# six-n-bait



## mitchmtm1 (Aug 11, 2003)

I'm hoping to get a little expert advise on my first bigwater conventional setup.

Looking for a good conventional set up for 4, 6, or 8 and bait (almost never 8). I'm also on a tight budget, so I'm thinking jigmaster, squidder, or Penn 155. I will be getting a 10' to 12' rod rated somewhere in the 2 to 8oz range and probably throwing 17lb mono.

The question is which of the above reels will get me "out there"? Or would I be better off to pay a little more and go with an ABU 5500, or 6000?

Thanks a bunch
Mitch


----------



## Mark G (Nov 15, 2004)

You may be thinking to light on the rod rating. If I buy a rod that casts 6oz well it likely will be more of a lob when occassionally going to 8 oz.

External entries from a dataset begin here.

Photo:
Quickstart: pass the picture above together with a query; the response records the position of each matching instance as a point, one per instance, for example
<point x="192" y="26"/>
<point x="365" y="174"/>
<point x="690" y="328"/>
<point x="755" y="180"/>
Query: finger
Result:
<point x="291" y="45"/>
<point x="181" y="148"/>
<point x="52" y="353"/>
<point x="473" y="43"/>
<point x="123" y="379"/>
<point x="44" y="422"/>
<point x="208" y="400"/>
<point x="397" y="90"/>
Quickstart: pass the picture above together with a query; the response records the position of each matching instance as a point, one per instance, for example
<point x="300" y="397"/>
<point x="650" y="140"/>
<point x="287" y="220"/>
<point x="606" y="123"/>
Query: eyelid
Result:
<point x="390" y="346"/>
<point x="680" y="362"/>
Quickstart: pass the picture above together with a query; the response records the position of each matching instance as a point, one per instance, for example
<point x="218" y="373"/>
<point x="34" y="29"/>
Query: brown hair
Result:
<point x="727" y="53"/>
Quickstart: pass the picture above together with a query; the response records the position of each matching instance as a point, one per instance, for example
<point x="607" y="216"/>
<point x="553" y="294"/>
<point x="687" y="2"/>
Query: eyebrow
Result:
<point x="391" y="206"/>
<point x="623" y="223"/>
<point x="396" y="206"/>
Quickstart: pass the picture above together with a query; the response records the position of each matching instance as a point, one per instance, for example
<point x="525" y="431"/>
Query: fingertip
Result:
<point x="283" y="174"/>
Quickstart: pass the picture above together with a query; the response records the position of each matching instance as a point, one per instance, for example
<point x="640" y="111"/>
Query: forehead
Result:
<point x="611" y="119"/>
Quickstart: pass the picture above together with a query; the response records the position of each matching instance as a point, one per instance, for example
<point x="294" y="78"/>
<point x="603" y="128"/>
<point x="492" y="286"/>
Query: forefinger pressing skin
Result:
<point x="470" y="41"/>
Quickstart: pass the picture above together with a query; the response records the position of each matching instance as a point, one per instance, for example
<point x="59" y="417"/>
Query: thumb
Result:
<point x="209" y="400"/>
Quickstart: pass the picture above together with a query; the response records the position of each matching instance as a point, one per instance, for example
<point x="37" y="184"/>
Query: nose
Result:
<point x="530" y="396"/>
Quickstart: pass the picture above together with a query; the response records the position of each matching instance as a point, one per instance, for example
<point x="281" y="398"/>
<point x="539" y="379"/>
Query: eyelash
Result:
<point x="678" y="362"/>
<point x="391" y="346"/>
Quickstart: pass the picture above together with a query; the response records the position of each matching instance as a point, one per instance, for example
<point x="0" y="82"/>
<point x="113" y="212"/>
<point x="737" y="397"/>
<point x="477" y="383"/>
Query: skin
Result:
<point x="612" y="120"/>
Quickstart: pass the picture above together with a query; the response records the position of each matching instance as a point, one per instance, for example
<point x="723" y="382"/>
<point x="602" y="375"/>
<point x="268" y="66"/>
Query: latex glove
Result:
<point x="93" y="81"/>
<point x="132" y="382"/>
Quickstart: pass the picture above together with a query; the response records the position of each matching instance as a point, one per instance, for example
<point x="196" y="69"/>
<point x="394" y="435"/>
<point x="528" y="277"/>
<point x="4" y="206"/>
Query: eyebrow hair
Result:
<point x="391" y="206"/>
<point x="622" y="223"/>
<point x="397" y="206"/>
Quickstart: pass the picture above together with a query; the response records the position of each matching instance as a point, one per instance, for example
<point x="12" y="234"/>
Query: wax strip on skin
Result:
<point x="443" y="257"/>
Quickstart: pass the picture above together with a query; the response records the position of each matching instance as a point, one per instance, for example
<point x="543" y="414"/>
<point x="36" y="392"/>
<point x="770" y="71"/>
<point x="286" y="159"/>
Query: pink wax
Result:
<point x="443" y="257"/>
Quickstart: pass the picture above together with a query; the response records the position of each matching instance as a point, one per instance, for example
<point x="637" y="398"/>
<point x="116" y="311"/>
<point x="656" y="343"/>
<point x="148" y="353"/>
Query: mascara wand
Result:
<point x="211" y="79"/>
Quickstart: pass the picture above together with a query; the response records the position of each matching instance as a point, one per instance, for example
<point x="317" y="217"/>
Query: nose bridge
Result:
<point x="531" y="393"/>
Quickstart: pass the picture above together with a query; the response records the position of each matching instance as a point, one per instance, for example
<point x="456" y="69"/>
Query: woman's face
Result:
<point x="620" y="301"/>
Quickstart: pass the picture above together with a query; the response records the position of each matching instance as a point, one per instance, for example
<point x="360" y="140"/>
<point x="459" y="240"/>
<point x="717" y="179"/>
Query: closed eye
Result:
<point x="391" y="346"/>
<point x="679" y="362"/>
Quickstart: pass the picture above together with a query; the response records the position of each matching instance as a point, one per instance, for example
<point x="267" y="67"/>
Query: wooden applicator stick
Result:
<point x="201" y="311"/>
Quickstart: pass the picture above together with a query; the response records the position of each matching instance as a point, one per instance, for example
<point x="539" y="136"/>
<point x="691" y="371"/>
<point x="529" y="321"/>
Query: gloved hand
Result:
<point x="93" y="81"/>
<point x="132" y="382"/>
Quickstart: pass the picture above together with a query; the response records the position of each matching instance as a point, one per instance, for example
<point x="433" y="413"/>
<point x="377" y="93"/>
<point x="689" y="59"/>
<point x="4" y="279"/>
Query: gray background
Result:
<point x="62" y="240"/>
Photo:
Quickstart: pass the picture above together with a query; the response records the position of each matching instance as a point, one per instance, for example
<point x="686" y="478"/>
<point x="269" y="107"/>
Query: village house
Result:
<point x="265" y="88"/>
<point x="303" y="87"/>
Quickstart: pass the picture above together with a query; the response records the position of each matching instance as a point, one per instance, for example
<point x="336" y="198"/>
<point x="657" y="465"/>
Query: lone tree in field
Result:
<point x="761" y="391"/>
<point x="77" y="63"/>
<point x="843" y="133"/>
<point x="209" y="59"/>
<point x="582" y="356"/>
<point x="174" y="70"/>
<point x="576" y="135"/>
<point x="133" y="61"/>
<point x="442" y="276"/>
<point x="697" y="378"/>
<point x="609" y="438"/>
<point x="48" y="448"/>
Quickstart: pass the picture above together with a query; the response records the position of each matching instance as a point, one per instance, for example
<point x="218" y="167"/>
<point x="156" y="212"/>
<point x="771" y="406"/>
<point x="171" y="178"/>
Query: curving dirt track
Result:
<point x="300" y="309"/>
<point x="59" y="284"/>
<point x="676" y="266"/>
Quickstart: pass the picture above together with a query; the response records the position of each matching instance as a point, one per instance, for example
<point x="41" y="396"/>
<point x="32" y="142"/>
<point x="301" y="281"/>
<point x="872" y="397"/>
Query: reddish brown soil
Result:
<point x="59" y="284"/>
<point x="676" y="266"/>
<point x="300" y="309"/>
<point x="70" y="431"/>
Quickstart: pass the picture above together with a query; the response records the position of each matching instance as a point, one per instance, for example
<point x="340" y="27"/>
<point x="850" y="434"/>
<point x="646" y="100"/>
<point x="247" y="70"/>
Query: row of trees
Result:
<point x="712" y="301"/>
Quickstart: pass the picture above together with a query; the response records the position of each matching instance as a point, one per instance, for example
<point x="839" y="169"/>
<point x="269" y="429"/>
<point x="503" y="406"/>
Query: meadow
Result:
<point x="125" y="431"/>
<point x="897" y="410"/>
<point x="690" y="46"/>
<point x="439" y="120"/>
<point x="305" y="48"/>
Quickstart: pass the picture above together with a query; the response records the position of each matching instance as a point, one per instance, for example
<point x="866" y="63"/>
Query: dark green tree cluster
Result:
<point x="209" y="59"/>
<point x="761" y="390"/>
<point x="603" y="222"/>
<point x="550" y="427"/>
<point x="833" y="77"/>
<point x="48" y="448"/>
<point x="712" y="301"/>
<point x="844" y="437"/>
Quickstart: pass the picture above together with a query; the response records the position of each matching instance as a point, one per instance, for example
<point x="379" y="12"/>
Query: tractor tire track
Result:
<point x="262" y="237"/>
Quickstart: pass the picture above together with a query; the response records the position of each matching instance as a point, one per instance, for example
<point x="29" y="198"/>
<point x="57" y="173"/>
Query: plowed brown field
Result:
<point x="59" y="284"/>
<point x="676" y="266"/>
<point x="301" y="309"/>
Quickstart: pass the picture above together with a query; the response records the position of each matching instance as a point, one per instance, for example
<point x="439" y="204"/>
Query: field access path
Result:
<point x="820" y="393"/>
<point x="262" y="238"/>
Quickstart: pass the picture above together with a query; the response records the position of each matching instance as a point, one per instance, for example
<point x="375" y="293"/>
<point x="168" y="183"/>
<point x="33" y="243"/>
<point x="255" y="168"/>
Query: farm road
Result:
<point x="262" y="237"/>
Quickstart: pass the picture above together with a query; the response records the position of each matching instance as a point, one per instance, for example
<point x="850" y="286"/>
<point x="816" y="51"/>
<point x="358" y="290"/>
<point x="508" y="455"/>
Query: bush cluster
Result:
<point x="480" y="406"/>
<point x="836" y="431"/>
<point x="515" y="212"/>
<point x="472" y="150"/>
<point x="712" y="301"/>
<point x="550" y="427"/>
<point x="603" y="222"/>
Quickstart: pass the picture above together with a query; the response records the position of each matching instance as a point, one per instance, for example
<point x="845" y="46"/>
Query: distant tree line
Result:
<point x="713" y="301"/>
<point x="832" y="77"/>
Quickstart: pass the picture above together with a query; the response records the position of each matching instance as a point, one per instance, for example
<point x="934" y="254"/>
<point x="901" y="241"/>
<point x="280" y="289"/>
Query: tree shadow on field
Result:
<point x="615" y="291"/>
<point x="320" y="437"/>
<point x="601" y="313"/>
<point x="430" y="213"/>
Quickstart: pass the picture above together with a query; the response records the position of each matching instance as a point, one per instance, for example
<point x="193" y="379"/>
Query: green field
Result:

I would look for a rod rated 6- 10 or 12 oz. A large chunk of bait adds several oz. to the entire weight. 

I don't know anything about the reels you mentioned, but I am partial to the Penn 525 mag when I need a reel to "get the bait out there". It is an excellent reel for the first time conventional caster as well.


----------



## AL_N_VB (Apr 3, 2002)

1502...keep it @ 12'6 , Breakaway's HDX-not in stores yet...Tommy Wheeler's Fusion....


These 3 rods will flat out sling 5-6oz

525mag, Avet SX, SLH / SHV 20.
These reels spooled with 17lbs test..will be a good choice in reels to match with above rods.

Believe Catman32 can chime in on the older Penns..I think he is currently using one. I believe Chapa ,has a suped up squidder.

Hope this helps


----------



## shaggy (Jun 18, 2003)

Me, like the Slosh30, love the 525 mag, and am starting to get more and more comfortable, and like the feel and everythin else the two Avet SX I have. Might be come Fall, they are my go to reels, 525 mag, back up number one, Slosh number two back up and a 535 for sharking.

Have Jeep will travel


----------



## Cdog (Mar 18, 2002)

shaggy said:


> Me, like the Slosh30, love the 525 mag, and am starting to get more and more comfortable, and like the feel and everythin else the two Avet SX I have. Might be come Fall, they are my go to reels, 525 mag, back up number one, Slosh number two back up and a 535 for sharking.
> 
> Have Jeep will travel


What? Shaggy ya retiring th spinners???


----------



## barty b (Dec 31, 2004)

Check out the Seeker CSU120, Jesse just got one,I have one, AtlanticAngler Had 2-3, Absolutely the best throwing light heaver out there (IMO) Cant say a negetive thing about this rod. Will flat out smoke 4-5,will hurl 6 & bait, and can toss 8 if needed. Abu 6500,7000,7500...penn 525,535...diawa 20-30 all combine well with it.


----------



## Tommy (Jan 24, 2001)

Tight budget...

Tica 12' heavy with a 20 SHV daiwa.

It will do the trick.

Tommy


----------



## shaggy (Jun 18, 2003)

Cdog said:


> What? Shaggy ya retiring th spinners???


Let's just say not retiring them, still need for the 8nb8 up. But for 6 ounces and less, yes, getting there  

Been going with three spinners and two conventionals (with two back up conventional reels in case of emergency, read nests!)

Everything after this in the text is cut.